Proposed model for acute anemia development during trypanosome infections in trypanosusceptible animals (i.e., Trypanosoma brucei). During the early stage of infection, saliva components in concert with parasite-derived factors such as KHC [fueling parasite nutrient production (i.e., polyamines)] and AdC (dampening the potential of M1), temporarily disable/attenuate the M1-mediated innate immune response, thereby allowing parasite initiation/establishment. In addition, parasites release TLTF to trigger IFN-γ production by NK/NKT and CD8⁺ T cells, which will promote M1 cell activation. At the peak of parasitemia, these IFN-γ-primed M1 in concert with parasite-derived factors such as GPI-VSG (GIP/DMG) and CpG fuel M1 to produce pro-inflammatory molecules such as TNF, MIF, and Gal-3. In turn, TNF in concert with parasite-released extracellular vesicles (EVs) and/or sialidase trigger/enhance RBC senescence and hence erythrophagocytosis by M1 cells, leading to the development of acute anemia (i.e., hemophagocytic/consumptive anemia). Both MIF and Gal-3 promote M1 polarization and at this stage, there is an amplification of the iron homeostasis [i.e., increased iron storage (ferritin) and export (FPN-1)], which triggers extramedullary erythropoiesis. MIF also promotes recruitment/retention of mononuclear phagocytes and neutrophils, which in turn fuel the pathogenic effects of M1. At this stage, the host transiently produces IL-10, which is required to dampen the pathogenic effects of the M1 and in concert with the extramedullary erythropoiesis results in a partial recovery from acute anemia. Abbreviations: TLTF, T-lymphocyte triggering factor; KHC, kinesin heavy chain; AdC, adenylate cyclase; GPI, glycosylphosphatidylinositol; GIP, glycosylinosytolphosphate; RBC, red blood cell; MIF, macrophage migration inhibitory factor; Gal-3, galectin-3; FPN-1, ferroportin-1; Hemato, hematopoietic; Non-Hemato, non-hematopoietic; DMG, dimyristoylglycerol; VSG, variant surface glycoprotein.

Figure 3

Proposed model for pathogenicity development during the late/chronic stage of infection in trypanosusceptible and trypanotolerant animals. (Left panel) Following recovery from acute anemia (see Figure 2), trypanosusceptible animals are unable to trigger a second wave of IL-10 production resulting in persistence of M1, which is most likely promoted via macrophage migration inhibitory factor (MIF) and galectin-3. These M1 produce TNF that further promotes erythrophagocytosis and exhibit iron accumulation [increased ferritin and reduced ferroportin-1 (FPN-1) expression], resulting in iron deprivation from erythropoiesis and collectively leading to progressive anemia development.
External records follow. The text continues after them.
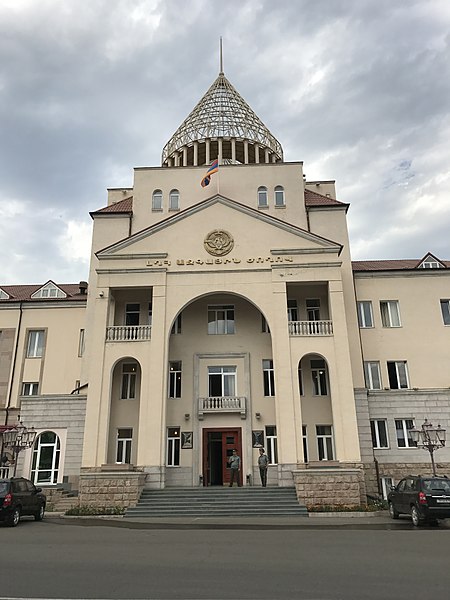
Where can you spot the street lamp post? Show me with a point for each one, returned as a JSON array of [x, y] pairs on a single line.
[[429, 438], [18, 438]]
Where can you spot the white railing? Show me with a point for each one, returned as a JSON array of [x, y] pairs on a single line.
[[222, 404], [310, 327], [128, 333]]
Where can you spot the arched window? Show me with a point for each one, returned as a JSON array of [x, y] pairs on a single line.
[[46, 456], [279, 196], [262, 197], [157, 200], [174, 200]]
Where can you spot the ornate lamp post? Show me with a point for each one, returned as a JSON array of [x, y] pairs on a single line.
[[18, 438], [429, 438]]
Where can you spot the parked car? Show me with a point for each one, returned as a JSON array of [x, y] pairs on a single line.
[[19, 496], [425, 498]]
MIF also promotes myeloid cell recruitment/retention leading to liver injury. By contrast, in trypanotolerant animals, following the acute stage of infection, hematopoietic (hemato) or non-hematopoietic (non-hemato) cells produce IL-10, which dampens the pathogenic effects of the M1 by triggering the induction of M2. These M2 exhibit reduced erythrophagocytosis and reduced iron retention, leading to a more efficient erythropoiesis and in turn to reduced progressive anemia development. IL-10 also reduces liver injury by dampening the pathogenic effects of the M1. (Right panel) However, the chronic production of MIF by M1 and persistent IL-10 production can collectively promote progressive hemodilution, which is most likely due to enhanced (hepato)-splenomegaly. In turn, the hemodilution will cause an apparent anemia development in trypanotolerant animals, resulting in thrombocytopenia and impaired coagulation in infected mice. The heme catabolism following the chronically induced erythrophagocytosis leads to iron accumulation in myeloid cells and to hyperbilirubinemia. The combination of liver injury and hemodilution leads to declined serum albumin levels, thereby preventing efficient removal of toxic molecules from the circulation, including bilirubin, and cause multiple organ failure that culminates in reduced survival of the infected host.